José Mourinho has admitted a top-six finish, and its associated qualification for the Europa League, might represent the extent of Chelsea’s lingering Premier League ambitions this season after Bournemouth condemned the ailing champions to an eighth defeat of the campaign to move out of the bottom three.
The Chelsea manager was adamant Glenn Murray’s winning goal eight minutes from time should have been ruled out for offside, and that his own side should have been awarded a penalty just after the hour mark when the ball struck Simon Francis’s arm in the area. Yet his criticisms were relatively downbeat, a reflection perhaps of Football Association sanctions earlier in the campaign, with his mood reflecting exasperation at his team’s inconsistencies.
“Before this game I was still thinking we could finish top four,” said Mourinho, whose team loiter 14th, three points above the relegation zone and a distant 14 from the top four.
“Everyone up there is losing points. Only Leicester are consistent in victories, they keep winning and winning. Every other team, even the top ones, are finding consecutive victories difficult. So before the game it was realistic to think our quality would take us out of this position, but maybe now we have to think about top six.
“I’m concerned, of course. If our players are not able to give the maximum every day, that is a problem. If you analyse match after match, there are a few players who are finding it difficult to be consistent. You think there is an evolution [in their form], but maybe it is just one moment in which they are good. So all I would say is: ‘Let’s think about winning the next game and forget about setting targets.’ To fix targets is impossible with our inconsistency.”
The lack of progress, with each mini-revival pursued by another dismal setback, has undermined Mourinho’s authority, though the manager reiterated his belief that he retains the confidence of the club’s hierarchy. The reality is there have been four losses – to West Ham, Liverpool, Stoke and now Bournemouth – in seven league games since the owner sanctioned a statement issuing a public vote of confidence in the manager in early October.
While Eddie Howe and his players celebrated “the best individual result in the club’s history” with their owner, the Russian businessman Maxim Demin, delighted in the tunnel post-match, Mourinho was left to bemoan his strikers’ lack of bite up front while reiterating he would not petition the board for funds to be spent in January on reinforcements. “Well, we have a good striker in Diego, a good striker in Rémy,” he said. “They proved last season they could score the goals the team needs.
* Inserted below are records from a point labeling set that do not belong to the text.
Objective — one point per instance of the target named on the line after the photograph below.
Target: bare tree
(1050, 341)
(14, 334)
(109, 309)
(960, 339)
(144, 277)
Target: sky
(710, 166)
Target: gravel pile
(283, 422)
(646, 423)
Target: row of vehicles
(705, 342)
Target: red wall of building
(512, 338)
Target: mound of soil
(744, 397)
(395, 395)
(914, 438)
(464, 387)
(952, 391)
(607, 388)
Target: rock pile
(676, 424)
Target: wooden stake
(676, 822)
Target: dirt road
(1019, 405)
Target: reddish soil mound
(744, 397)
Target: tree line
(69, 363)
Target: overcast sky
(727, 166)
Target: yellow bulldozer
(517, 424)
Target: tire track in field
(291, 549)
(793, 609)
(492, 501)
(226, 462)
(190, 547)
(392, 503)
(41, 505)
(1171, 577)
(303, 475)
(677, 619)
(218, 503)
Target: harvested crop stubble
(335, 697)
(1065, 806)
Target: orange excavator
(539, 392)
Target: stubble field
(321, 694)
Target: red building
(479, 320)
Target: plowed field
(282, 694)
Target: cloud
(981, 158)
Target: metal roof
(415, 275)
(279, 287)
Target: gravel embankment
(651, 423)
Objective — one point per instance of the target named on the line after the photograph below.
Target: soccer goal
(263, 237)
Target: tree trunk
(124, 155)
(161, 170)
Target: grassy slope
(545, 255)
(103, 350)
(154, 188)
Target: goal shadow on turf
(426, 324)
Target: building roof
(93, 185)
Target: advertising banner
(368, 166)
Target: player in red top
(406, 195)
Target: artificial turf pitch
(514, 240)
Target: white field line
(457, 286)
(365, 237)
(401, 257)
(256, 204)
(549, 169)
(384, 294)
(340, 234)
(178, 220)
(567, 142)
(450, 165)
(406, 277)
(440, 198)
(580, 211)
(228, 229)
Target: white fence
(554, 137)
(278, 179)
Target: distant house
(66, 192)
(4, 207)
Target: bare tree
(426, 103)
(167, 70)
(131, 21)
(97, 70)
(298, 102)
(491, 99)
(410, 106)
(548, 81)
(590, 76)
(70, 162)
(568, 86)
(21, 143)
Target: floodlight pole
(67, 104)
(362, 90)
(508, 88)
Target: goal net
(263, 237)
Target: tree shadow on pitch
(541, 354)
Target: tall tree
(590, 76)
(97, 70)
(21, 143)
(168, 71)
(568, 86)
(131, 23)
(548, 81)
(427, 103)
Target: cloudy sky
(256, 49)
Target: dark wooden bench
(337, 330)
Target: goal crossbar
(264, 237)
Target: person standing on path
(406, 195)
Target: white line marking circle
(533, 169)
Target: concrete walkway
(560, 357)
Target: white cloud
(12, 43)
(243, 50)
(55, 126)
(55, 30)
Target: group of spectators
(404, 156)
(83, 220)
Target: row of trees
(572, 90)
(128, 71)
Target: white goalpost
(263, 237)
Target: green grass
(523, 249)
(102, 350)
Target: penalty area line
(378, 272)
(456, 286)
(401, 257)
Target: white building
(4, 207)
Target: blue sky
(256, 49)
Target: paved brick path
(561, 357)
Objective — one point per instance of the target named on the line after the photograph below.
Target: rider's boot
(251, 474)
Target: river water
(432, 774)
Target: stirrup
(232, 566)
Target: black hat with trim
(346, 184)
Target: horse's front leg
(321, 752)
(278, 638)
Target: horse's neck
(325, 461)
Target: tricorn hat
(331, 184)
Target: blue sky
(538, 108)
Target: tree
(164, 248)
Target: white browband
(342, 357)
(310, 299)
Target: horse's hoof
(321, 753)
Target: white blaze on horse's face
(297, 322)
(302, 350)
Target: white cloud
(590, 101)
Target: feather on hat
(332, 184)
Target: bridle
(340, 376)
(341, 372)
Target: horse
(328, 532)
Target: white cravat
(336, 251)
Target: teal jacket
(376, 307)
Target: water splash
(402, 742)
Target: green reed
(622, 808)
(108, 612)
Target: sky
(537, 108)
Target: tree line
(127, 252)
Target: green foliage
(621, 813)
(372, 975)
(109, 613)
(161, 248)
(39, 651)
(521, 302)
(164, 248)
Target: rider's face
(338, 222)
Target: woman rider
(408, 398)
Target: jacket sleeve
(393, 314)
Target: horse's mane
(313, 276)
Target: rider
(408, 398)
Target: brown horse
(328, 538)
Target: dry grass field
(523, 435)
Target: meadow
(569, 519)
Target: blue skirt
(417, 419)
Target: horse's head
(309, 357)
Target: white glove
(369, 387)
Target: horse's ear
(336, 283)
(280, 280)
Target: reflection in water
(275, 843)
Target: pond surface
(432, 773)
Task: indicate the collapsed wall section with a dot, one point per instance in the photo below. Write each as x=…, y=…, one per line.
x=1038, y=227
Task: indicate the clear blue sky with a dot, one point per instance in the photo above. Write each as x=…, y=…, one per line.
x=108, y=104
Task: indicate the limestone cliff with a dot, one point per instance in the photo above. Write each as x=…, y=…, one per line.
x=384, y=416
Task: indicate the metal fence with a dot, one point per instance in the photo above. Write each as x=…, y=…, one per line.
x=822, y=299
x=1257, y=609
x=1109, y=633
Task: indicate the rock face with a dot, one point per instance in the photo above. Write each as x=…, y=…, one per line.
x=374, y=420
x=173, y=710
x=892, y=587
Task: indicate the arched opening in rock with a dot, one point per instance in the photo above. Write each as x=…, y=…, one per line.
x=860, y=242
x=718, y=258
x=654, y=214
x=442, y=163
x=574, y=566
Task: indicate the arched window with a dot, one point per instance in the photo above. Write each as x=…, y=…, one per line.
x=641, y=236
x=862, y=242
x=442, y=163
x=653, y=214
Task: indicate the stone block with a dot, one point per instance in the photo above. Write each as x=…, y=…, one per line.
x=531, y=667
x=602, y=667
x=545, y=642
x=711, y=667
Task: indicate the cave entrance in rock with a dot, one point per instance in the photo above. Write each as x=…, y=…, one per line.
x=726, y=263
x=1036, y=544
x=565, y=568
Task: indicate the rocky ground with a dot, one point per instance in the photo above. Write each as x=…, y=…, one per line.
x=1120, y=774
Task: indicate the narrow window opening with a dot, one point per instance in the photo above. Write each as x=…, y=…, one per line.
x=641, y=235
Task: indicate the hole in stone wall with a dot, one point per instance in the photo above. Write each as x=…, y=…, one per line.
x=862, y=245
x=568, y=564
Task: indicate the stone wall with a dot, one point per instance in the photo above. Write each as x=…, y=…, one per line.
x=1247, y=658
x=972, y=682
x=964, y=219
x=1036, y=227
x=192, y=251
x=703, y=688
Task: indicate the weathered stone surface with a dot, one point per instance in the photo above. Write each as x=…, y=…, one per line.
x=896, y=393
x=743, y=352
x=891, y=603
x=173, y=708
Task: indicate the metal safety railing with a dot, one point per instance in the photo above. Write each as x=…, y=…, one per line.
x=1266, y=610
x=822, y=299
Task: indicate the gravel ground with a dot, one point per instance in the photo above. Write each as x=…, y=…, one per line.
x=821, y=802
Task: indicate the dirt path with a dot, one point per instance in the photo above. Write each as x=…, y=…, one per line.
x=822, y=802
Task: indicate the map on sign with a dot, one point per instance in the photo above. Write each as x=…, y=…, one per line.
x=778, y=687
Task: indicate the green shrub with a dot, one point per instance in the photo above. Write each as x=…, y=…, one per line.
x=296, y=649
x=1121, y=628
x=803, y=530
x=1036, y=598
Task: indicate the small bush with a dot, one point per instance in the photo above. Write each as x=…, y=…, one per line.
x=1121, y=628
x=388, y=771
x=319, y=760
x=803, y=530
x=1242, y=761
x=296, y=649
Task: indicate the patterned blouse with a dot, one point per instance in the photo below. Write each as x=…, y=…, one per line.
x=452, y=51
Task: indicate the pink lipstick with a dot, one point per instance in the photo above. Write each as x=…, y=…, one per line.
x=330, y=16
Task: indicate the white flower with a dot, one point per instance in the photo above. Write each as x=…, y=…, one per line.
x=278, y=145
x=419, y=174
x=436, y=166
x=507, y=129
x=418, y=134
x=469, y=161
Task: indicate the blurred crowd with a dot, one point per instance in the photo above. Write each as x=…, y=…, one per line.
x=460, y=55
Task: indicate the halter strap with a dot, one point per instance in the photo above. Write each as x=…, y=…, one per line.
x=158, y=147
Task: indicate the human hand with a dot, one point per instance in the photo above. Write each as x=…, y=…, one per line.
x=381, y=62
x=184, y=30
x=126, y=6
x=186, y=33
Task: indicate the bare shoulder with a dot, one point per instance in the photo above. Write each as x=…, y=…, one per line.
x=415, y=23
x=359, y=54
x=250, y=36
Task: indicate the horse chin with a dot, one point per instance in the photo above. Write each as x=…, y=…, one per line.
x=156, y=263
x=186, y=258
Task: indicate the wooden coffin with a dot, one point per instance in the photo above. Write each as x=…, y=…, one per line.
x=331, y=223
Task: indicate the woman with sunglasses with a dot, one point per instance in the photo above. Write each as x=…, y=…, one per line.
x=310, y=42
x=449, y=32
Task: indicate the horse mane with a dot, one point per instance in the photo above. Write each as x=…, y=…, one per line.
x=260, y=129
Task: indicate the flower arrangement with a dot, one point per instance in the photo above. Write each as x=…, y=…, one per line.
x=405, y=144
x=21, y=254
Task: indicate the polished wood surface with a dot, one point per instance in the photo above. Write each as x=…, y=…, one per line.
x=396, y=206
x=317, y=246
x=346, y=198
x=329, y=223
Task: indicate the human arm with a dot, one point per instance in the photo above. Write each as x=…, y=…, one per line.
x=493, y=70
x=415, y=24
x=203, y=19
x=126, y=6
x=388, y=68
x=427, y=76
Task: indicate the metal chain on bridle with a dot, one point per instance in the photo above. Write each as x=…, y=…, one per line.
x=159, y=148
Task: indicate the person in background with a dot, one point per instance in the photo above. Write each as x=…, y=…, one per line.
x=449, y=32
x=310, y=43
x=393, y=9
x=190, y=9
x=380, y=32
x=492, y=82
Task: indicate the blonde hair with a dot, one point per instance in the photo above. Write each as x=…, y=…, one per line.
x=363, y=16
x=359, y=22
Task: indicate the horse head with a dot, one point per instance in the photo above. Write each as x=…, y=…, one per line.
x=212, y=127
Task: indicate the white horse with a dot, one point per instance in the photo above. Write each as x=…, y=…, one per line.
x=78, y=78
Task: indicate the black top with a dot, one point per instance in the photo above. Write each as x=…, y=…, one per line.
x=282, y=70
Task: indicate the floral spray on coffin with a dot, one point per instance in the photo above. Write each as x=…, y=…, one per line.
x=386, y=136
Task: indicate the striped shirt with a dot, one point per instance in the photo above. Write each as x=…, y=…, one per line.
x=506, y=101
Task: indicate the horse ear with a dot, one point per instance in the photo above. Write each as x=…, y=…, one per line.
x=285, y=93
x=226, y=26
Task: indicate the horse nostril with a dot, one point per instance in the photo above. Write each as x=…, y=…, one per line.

I don’t speak about Radamel Falcao because he’s been injured for a long time. The reality is that, this season, they are not scoring enough goals for us.
“But, again, I feel that we don’t have the right to ask the club for new players. I don’t think so. We started the season with this squad. We have to do better. The players have to do better. And it’s more about the players having to do better than the club to go to the market. I think people must feel responsibilities. The owner, the board … they are not responsible for the bad moment. The responsibility of the bad moment is mine and the players.
“We didn’t deserve to lose this game. Our opponent – in the period that they thought only of defence – managed to get a goal and there was a clear mistake from the referee. And I think it is a clear handball and penalty with the score at 0-0. So the referee made a mistake, and the linesman made another mistake, but that’s football. But in the first half we were not aggressive enough, in the second half we arrived in dangerous positions a lot of time with a lot of crosses from the right-hand side, but didn’t score.”